Justice Stephen Breyer wrote a scathing dissent against the ruling, noting that the problems in the district court trial were not resolved by any precedent that the majority cited in their ruling. Breyer recognized, for example, that Tsarnaev’s lawyers were restricted from sharing evidence that suggested his older brother, Tamerlan, who was killed by law enforcement following the bombings, took a larger role in the criminal acts and induced Dzhokhar to participate, information that could have affected his sentencing outcome.

During the guilt phases of the district court trial, the judge would not allow such evidence to be heard, over fears that a “minitrial” of Tamerlan would distract and confuse the jury from considering Dzhokhar’s case. But as Breyer pointed out, such restrictions have been rejected by the Supreme Court before.

“Indeed, this Court has rejected concerns that distracting minitrials should preclude the Government from introducing evidence about a nondefendant third party to show aggravation,” Breyer wrote. “Why then should the same concern preclude a defendant from introducing similar evidence in mitigation?”
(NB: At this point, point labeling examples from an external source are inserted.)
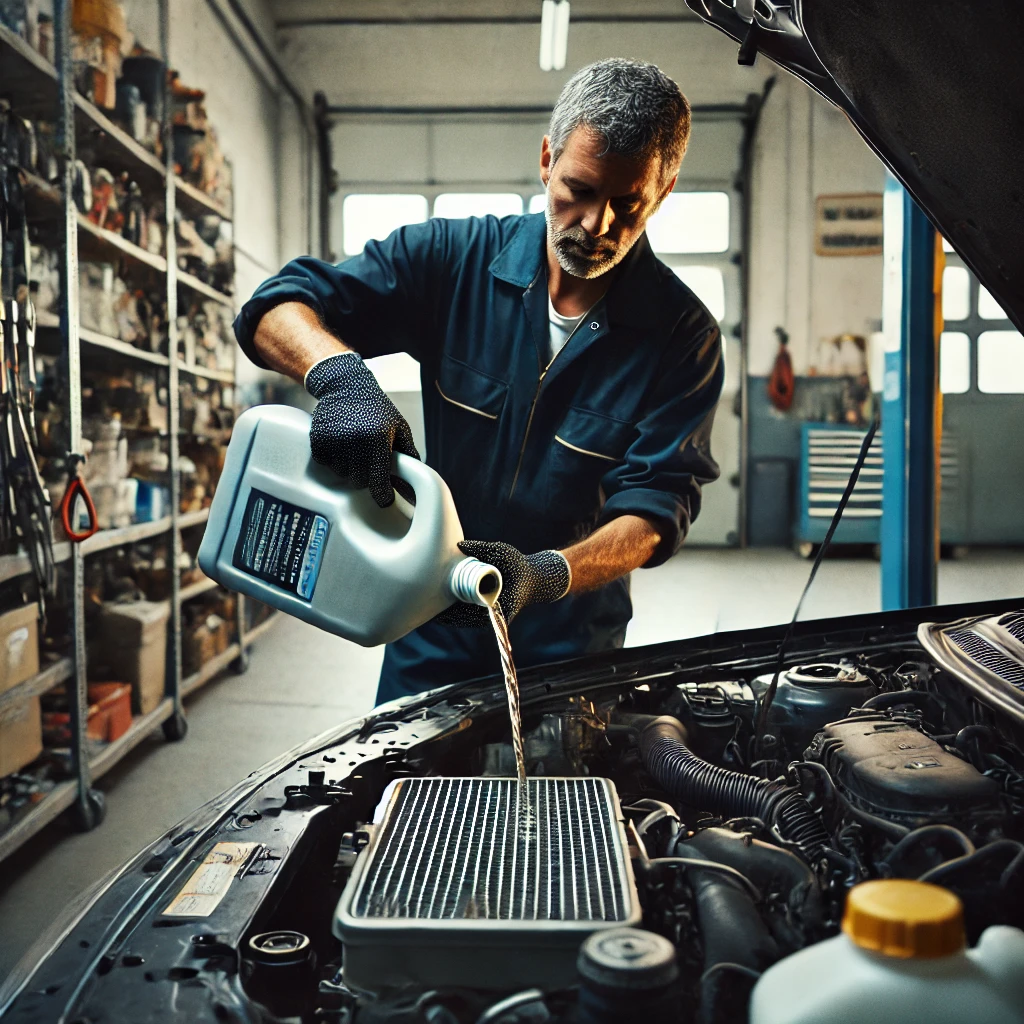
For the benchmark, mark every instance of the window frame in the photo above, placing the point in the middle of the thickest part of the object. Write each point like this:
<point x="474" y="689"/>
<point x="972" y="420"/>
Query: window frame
<point x="973" y="325"/>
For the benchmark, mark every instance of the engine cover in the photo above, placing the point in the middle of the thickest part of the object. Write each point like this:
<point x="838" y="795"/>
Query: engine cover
<point x="481" y="883"/>
<point x="894" y="770"/>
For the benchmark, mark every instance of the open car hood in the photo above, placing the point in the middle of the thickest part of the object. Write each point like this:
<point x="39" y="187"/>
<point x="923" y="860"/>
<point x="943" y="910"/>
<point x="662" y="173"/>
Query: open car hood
<point x="936" y="89"/>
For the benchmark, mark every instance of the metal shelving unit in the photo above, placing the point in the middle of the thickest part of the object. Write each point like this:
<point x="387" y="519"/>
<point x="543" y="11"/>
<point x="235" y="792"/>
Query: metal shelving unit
<point x="37" y="88"/>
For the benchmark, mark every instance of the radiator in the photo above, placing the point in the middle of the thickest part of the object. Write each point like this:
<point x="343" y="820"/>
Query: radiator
<point x="480" y="882"/>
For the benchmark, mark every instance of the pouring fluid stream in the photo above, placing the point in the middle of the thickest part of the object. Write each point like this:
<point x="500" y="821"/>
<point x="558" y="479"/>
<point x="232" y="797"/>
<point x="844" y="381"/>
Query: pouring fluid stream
<point x="512" y="692"/>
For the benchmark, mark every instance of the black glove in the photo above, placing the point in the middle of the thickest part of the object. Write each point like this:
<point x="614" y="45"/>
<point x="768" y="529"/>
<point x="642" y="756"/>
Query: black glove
<point x="355" y="425"/>
<point x="538" y="579"/>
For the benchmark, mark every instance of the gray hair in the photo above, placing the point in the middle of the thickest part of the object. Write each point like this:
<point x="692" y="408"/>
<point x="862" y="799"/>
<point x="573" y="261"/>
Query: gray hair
<point x="633" y="105"/>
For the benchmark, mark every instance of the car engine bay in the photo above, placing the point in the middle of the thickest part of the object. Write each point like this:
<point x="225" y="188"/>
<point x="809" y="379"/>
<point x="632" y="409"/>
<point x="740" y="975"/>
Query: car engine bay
<point x="651" y="806"/>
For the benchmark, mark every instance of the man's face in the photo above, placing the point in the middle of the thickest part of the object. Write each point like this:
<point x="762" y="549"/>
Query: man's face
<point x="597" y="206"/>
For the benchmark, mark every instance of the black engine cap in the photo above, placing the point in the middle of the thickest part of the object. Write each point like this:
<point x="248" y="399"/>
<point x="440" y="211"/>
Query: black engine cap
<point x="628" y="957"/>
<point x="279" y="947"/>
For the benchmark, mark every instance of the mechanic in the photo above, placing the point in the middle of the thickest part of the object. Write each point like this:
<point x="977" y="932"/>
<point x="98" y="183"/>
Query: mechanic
<point x="569" y="379"/>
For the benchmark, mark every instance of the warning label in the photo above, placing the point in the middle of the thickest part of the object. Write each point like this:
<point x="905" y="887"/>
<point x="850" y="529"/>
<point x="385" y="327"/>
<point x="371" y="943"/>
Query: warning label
<point x="210" y="882"/>
<point x="281" y="544"/>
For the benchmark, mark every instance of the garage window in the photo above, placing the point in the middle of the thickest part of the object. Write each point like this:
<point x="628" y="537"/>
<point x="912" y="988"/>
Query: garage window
<point x="1000" y="363"/>
<point x="955" y="293"/>
<point x="372" y="216"/>
<point x="691" y="222"/>
<point x="954" y="363"/>
<point x="708" y="285"/>
<point x="477" y="204"/>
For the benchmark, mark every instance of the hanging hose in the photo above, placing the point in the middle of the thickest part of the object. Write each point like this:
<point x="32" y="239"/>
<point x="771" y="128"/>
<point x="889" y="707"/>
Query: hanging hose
<point x="728" y="794"/>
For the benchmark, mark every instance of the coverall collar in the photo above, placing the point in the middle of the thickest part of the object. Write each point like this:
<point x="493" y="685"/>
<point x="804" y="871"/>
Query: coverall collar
<point x="631" y="301"/>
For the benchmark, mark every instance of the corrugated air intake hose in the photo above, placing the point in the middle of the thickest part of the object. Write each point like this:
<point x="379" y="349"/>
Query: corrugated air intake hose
<point x="729" y="794"/>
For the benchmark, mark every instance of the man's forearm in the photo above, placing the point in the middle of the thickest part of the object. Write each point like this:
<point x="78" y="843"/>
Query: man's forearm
<point x="619" y="547"/>
<point x="290" y="338"/>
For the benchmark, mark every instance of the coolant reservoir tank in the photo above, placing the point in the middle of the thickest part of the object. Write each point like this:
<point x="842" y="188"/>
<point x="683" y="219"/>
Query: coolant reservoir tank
<point x="902" y="960"/>
<point x="285" y="530"/>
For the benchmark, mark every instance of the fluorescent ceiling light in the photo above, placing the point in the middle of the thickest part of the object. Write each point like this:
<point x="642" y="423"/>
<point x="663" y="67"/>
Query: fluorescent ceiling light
<point x="554" y="34"/>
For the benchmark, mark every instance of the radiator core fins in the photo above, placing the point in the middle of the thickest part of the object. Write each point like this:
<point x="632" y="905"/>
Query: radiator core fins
<point x="478" y="881"/>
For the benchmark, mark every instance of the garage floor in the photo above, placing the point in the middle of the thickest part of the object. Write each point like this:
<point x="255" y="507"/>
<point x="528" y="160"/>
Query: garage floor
<point x="302" y="681"/>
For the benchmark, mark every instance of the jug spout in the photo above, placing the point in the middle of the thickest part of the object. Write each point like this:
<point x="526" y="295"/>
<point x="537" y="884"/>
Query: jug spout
<point x="475" y="583"/>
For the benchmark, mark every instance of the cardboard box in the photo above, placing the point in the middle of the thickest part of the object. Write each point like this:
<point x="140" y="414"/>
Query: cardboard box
<point x="134" y="646"/>
<point x="18" y="645"/>
<point x="110" y="711"/>
<point x="20" y="735"/>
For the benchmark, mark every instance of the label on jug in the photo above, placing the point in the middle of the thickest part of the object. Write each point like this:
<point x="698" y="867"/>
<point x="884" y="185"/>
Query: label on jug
<point x="281" y="544"/>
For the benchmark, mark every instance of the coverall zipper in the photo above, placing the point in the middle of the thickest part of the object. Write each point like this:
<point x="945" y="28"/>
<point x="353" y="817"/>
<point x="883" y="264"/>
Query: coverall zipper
<point x="537" y="395"/>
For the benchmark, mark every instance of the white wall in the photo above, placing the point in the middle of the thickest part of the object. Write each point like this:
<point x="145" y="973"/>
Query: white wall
<point x="257" y="125"/>
<point x="497" y="64"/>
<point x="805" y="147"/>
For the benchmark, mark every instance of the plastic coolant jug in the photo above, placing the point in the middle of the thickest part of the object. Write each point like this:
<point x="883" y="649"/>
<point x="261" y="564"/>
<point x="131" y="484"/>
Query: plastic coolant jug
<point x="902" y="961"/>
<point x="287" y="531"/>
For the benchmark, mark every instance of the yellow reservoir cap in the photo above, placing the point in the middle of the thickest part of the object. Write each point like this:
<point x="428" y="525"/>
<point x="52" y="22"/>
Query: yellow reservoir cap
<point x="905" y="919"/>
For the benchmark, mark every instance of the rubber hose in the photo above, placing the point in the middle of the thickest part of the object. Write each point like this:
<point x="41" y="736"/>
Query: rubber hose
<point x="768" y="866"/>
<point x="881" y="701"/>
<point x="728" y="794"/>
<point x="909" y="857"/>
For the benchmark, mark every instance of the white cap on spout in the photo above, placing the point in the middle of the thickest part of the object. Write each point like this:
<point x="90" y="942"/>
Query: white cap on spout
<point x="475" y="583"/>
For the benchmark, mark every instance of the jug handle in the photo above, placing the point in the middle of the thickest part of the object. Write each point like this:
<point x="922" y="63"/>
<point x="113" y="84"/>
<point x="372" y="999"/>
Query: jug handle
<point x="429" y="497"/>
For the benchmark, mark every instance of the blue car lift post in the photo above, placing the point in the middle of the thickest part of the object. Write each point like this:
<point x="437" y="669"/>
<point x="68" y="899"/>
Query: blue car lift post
<point x="910" y="406"/>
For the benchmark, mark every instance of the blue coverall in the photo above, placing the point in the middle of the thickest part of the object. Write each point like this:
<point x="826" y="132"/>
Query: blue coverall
<point x="619" y="424"/>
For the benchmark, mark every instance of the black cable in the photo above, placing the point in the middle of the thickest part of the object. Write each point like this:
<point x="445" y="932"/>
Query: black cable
<point x="766" y="701"/>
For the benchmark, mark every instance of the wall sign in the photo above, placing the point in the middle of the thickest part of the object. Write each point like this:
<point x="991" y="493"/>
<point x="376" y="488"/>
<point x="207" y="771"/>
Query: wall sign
<point x="848" y="225"/>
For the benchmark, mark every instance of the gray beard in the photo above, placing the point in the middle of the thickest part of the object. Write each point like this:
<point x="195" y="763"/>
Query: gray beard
<point x="581" y="259"/>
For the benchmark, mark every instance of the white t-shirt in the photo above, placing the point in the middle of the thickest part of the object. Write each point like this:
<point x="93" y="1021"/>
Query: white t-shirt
<point x="559" y="329"/>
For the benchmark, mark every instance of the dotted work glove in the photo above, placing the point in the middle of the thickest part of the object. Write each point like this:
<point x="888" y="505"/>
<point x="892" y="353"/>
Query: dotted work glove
<point x="356" y="426"/>
<point x="538" y="579"/>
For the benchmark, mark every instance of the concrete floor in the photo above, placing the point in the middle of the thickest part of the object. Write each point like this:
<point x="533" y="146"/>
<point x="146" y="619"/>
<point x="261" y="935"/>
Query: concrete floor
<point x="302" y="681"/>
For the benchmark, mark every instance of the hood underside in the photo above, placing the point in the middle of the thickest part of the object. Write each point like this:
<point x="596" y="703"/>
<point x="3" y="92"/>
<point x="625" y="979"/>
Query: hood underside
<point x="936" y="89"/>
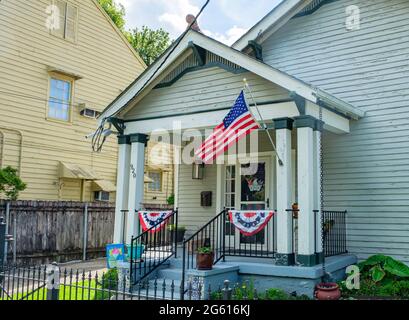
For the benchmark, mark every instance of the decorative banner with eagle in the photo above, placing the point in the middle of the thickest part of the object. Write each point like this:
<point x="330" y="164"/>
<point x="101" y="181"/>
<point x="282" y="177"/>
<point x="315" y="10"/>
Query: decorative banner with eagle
<point x="250" y="222"/>
<point x="154" y="220"/>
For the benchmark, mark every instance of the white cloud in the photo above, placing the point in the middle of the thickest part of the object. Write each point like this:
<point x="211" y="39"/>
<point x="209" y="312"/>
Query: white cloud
<point x="229" y="37"/>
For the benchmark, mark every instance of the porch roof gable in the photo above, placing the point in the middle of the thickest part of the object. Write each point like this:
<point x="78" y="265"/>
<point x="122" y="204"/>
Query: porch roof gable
<point x="147" y="80"/>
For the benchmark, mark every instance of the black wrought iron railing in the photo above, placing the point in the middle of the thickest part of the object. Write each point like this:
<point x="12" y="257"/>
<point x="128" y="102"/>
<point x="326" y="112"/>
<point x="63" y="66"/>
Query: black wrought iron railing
<point x="334" y="233"/>
<point x="210" y="235"/>
<point x="224" y="241"/>
<point x="153" y="247"/>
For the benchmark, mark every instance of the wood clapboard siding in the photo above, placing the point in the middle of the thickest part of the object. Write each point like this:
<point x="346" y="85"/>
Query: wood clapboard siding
<point x="107" y="66"/>
<point x="203" y="90"/>
<point x="366" y="171"/>
<point x="191" y="214"/>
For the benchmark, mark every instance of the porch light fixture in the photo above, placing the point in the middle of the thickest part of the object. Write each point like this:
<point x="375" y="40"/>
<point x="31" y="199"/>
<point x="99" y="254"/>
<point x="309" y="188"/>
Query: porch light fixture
<point x="197" y="171"/>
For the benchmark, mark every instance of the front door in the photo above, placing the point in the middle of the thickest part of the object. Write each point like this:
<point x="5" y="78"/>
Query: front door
<point x="247" y="187"/>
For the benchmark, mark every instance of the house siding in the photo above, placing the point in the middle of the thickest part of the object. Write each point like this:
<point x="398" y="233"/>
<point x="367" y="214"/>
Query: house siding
<point x="203" y="90"/>
<point x="28" y="141"/>
<point x="366" y="171"/>
<point x="191" y="213"/>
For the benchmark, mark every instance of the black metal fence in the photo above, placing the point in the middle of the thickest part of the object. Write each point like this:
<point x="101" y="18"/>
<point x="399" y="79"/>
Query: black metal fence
<point x="52" y="283"/>
<point x="153" y="247"/>
<point x="334" y="233"/>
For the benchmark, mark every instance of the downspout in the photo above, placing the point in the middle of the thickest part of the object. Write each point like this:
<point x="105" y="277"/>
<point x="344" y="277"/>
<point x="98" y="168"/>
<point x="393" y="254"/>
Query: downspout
<point x="21" y="147"/>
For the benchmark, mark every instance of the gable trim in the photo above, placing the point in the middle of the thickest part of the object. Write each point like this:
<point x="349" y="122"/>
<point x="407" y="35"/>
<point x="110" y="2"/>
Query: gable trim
<point x="198" y="68"/>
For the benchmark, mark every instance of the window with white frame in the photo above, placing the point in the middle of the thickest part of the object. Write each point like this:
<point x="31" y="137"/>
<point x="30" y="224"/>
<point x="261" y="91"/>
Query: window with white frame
<point x="230" y="196"/>
<point x="156" y="184"/>
<point x="65" y="20"/>
<point x="59" y="101"/>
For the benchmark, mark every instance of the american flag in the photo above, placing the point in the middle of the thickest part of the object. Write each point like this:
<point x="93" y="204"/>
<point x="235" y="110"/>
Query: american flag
<point x="238" y="123"/>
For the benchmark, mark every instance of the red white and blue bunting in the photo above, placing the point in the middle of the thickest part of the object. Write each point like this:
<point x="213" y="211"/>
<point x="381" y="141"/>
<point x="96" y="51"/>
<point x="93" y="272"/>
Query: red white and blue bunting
<point x="149" y="219"/>
<point x="250" y="222"/>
The evidentiary and jury selection problems were just the latest, Breyer added, in a line of troubling issues regarding the federal death penalty that he and other liberal bloc members have recognized in the past few years.

“I have written elsewhere about the problems inherent in a system that allows for the imposition of the death penalty,” Breyer said. “This case provides just one more example of some of those problems.”